Republican rift sparked by Afghan war

Just months before the US mid-term elections, the Republican Party is grappling with an unexpected internal ruckus triggered by its chairman, Michael Steele, after he suggested the Afghan war was of "Obama's choosing" and wasn't one that the country ever really "wanted to engage in".

The comments, which insinuated that the conflict is unwinnable, are wrecking party unity at a time when it is trying to build momentum to regain seats in Congress on polling day in November and sidetrack the programme of President Barack Obama.
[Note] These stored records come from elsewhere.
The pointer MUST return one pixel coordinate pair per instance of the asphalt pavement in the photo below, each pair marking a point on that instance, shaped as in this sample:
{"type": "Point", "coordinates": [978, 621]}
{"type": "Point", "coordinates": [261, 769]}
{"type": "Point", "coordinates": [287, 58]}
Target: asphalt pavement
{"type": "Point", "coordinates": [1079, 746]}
Several of its leading lights – not least among them Senator John McCain – reacted blisteringly.

"I think those statements are wildly inaccurate and there's no excuse for them," Mr McCain said while visiting US troops in Afghanistan. "The fact is that I think Mr Steele is going to have to assess whether he can still lead the Republican Party as chairman of the Republican National Committee and make an appropriate decision."

While Americans enjoyed the last hours of the Independence Day holiday weekend yesterday, it was unclear whether Mr Steele – who has generated controversy in his party before – would indeed resign or try to weather the tempest. He has a stubborn streak and Democrats may hope that he stays in the post because he has served as an easy target for vilification.
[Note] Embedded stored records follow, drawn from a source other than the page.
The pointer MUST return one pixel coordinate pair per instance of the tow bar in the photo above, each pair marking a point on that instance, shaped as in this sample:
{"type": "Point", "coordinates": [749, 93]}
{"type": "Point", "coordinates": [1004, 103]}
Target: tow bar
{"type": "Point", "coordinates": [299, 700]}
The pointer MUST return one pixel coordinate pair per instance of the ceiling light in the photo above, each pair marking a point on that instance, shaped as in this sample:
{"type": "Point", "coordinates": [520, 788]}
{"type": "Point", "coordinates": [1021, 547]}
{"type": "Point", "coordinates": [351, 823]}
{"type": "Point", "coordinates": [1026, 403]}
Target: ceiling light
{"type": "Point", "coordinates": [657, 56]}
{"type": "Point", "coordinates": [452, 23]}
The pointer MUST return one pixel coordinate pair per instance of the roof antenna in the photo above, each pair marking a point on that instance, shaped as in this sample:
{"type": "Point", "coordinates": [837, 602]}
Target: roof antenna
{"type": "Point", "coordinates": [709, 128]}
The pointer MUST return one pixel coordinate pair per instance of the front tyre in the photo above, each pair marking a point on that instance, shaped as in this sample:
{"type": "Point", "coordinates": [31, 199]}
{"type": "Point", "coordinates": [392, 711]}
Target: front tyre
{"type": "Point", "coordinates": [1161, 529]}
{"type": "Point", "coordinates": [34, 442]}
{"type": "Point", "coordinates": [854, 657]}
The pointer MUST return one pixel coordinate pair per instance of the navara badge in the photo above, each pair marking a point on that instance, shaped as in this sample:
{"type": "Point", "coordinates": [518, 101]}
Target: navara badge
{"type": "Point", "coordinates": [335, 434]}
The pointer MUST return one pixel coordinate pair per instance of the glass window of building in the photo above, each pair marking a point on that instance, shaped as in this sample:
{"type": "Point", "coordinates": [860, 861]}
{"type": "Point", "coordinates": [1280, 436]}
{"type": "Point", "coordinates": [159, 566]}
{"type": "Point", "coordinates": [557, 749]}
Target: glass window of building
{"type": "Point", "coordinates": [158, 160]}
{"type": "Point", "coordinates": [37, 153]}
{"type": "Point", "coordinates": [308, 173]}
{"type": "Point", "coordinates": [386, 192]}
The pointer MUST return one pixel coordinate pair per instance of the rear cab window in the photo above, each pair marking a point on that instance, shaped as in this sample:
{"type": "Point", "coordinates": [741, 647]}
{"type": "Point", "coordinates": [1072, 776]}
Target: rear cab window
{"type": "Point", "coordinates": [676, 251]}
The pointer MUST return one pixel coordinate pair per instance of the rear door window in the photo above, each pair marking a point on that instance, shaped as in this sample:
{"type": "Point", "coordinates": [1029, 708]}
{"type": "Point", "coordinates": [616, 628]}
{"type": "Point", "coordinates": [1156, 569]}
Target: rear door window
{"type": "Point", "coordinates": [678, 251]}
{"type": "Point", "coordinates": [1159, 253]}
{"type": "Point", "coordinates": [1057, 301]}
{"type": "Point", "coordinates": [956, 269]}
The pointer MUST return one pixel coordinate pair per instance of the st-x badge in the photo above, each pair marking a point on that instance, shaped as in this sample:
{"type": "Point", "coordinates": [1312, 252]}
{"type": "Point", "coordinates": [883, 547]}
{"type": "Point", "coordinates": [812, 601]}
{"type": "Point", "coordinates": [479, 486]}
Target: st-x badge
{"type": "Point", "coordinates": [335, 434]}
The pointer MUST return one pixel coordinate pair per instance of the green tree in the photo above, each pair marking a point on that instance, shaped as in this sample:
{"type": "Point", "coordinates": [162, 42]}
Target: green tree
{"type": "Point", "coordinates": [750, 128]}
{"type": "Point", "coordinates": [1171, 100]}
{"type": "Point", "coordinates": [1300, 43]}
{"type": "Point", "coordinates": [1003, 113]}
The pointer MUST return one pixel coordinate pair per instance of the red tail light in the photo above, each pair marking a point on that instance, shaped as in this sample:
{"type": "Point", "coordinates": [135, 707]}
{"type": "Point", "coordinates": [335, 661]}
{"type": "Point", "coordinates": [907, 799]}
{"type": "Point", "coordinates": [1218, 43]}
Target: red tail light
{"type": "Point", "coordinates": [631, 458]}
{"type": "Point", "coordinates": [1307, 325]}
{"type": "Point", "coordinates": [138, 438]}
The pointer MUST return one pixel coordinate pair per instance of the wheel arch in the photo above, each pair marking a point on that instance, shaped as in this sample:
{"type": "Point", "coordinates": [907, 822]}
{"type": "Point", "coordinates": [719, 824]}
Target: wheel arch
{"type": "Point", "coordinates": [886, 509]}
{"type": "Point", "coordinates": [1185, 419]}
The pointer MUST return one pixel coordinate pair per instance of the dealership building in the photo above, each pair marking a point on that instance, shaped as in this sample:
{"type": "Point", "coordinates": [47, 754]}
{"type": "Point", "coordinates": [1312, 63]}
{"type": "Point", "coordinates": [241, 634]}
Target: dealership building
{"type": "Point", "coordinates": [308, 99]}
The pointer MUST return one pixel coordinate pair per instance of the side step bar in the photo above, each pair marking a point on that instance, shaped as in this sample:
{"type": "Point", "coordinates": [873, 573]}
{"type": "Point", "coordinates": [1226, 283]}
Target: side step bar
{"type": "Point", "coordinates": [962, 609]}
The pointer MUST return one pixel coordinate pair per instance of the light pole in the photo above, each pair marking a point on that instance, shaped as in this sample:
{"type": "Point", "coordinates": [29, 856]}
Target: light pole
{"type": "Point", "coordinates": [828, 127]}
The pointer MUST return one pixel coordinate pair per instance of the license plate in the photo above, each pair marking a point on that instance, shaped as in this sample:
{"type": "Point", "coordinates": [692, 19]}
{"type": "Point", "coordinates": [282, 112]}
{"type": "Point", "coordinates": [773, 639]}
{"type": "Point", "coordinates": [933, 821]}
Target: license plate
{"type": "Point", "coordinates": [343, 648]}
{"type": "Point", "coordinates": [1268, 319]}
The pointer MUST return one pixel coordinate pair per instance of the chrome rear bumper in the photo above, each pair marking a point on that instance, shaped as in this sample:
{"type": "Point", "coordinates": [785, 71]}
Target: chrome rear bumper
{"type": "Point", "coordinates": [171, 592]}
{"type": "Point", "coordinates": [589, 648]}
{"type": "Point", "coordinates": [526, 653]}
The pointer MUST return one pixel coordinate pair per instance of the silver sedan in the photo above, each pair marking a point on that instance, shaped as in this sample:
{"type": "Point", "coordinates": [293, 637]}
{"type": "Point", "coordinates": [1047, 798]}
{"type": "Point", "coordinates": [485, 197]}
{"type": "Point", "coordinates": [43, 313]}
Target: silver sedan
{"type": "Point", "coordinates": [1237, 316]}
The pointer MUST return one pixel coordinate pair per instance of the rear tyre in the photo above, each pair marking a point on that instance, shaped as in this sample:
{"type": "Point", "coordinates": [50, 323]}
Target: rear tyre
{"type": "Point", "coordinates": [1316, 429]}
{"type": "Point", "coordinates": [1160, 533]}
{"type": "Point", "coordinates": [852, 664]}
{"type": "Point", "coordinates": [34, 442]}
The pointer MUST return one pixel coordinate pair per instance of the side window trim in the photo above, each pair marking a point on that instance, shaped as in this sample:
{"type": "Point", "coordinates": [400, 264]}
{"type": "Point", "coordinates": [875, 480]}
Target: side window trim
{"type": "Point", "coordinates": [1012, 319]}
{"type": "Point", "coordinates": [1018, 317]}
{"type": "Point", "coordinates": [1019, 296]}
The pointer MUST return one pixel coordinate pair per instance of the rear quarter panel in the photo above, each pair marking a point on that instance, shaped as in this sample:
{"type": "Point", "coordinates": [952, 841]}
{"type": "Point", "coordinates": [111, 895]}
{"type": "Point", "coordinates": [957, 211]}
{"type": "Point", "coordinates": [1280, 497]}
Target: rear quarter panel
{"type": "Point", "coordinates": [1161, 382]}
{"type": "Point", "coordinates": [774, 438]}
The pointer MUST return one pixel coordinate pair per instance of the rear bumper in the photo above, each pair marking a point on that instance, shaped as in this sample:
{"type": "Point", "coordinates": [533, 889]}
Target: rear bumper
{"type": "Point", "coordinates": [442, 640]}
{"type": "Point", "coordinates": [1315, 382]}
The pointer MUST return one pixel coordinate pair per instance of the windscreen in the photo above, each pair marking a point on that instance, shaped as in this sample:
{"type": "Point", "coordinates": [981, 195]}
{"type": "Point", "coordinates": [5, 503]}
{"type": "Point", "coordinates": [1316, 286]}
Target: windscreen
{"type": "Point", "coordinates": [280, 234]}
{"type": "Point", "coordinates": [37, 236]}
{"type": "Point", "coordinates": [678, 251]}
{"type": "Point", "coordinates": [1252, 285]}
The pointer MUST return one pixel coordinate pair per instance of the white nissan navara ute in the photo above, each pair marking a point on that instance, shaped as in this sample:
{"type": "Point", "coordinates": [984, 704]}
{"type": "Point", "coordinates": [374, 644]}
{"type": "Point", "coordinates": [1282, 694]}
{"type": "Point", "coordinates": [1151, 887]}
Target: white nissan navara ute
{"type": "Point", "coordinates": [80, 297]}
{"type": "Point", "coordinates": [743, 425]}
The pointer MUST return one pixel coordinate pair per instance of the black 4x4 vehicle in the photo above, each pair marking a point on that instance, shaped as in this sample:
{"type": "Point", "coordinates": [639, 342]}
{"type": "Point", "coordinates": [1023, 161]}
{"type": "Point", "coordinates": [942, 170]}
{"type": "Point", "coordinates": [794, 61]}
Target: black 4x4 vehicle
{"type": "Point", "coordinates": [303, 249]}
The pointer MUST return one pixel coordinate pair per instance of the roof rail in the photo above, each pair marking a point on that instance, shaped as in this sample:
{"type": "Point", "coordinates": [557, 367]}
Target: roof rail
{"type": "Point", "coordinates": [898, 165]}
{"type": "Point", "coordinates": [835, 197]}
Those arguing that he should step down have included the conservative commentator and editor of the Weekly Standard, Bill Kristol. "One thing as a Republican I think Republicans can be proud of is that we don't politicise foreign wars," he said. "And unfortunately, Michael Steele politicised this in a way that doesn't reflect the view of the huge majority of Republicans. I think it would be better if he went."

Liz Cheney, the former State Department official and daughter of former Vice President Dick Cheney, concurred. But not everyone in the party has been as quick to abandon their own chairman. "Chairman Steele should not back off. He is giving the country – especially young people – hope as he speaks truth about this war," Ron Paul, libertarian member of Congress from Texas and opponent of the war, countered.

Mr Steele made the remarks at a fund-raising event in Connecticut. "This was a war of Obama's choosing. This is not something the United States had actively prosecuted or wanted to engage in," he said. If [Obama]'s such a student of history, has he not understood that you know that's the one thing you don't do; is engage in a land war in Afghanistan? All right, because everyone who has tried, over a thousand years of history, has failed."

For the White House, any joy at seeing the Republicans squabble will be short-lived; discord in the opposition party over Afghanistan – and argument over whether or not the war there can even be won – in the end feeds into the growing feeling of dismay about the conflict among Democrats and in the country at large.

Even as General David Petraeus begins his new job as commander of US troops in Afghanistan, signs of rebellion are growing in the ranks of the president's own party. Speaker of the House, Nancy Pelosi, last week led an effort to attach tough conditions to a new bill authorising spending on the war. Her initiative failed, but was indicative of growing impatience with the conflict.